Recently, a group of friends was mulling over coffee whether one should reject Darwinism in principle because it is the creation story of atheism. One friend argued that we should not reject it just because its staunchest proponents are mostly atheists.

I am not so sure. Consider this: Approximately 80 percent of evolutionary biologists (= Darwinists) are pure naturalists (no God and no free will, according to William Provine’s recent study). Welcome to the world of Minority Report, where social engineering seems completely reasonable, even "humane." As in the "Humane Society."

Now let me put a case to you:

Assume that 80% of the members of a social group also hold memberships in a Communist or other type of Fascist political party. But I, as it happens, am a free speech journalist who supports an open society. Should I continue to hang around with them, or distance myself from them, repent, and then feel free to denounce them when they eventually perpetrate some fraud or evil?

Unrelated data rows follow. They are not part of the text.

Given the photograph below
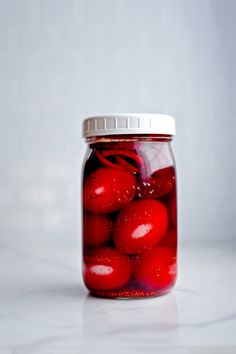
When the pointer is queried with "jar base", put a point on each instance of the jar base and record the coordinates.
(129, 294)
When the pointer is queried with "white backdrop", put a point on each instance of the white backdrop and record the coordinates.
(61, 60)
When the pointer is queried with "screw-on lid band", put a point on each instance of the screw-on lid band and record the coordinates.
(130, 123)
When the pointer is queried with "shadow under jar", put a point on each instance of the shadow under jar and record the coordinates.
(129, 206)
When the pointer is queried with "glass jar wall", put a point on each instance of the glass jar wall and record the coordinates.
(129, 216)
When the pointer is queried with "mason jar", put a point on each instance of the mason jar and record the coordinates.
(129, 206)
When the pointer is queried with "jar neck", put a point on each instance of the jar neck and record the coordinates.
(128, 138)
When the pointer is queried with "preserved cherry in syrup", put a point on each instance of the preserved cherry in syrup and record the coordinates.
(129, 218)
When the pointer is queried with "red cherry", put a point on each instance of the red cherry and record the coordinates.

In my humble opinion, it is NOT irrelevant that the new atheists are overwhelmingly Darwinists. That guides the way they interpret data, and the way they behave toward scientists who dissent from their orthodoxy, based on failure to replicate their results or legitimate suspicion as to how they were obtained.

The Darwinists' certainty that they are right is based on occult knowledge (= natural selection, in reality an important conservative force in nature, has unbelievable creative powers.) They need to believe that, so they do.

Madam Xerxa, our local psychic, is just as certain that she is right, based on occult knowledge, but on a much humbler level. In her dirty, ramshackle walkup, she can predict only the future, not the past. But, hey, she doesn’t charge as much for her nonsense.*

Classic unbelievable beliefs, both. But unbelievable beliefs have consequences. So I would argue that a high level of acceptance by atheists is a good reason for a high level of suspicion on the part of others.

The new atheists have the right to be atheists on their own time, but not to front a system dedicated to that purpose at tax expense - and call it science.

* The Darwinist claims to know what Stone Age man was thinking about religion or about shopping. Madam Xerxa can merely inform you that you will soon meet a tall, dark, and attractive-looking stranger.

Yes, of course, that traffic plod who caught you doing 50 km in a 40 km zone! $120 later in fines, Madam Xerxa is still right.

If either of these propositions is science, I am an apple pie.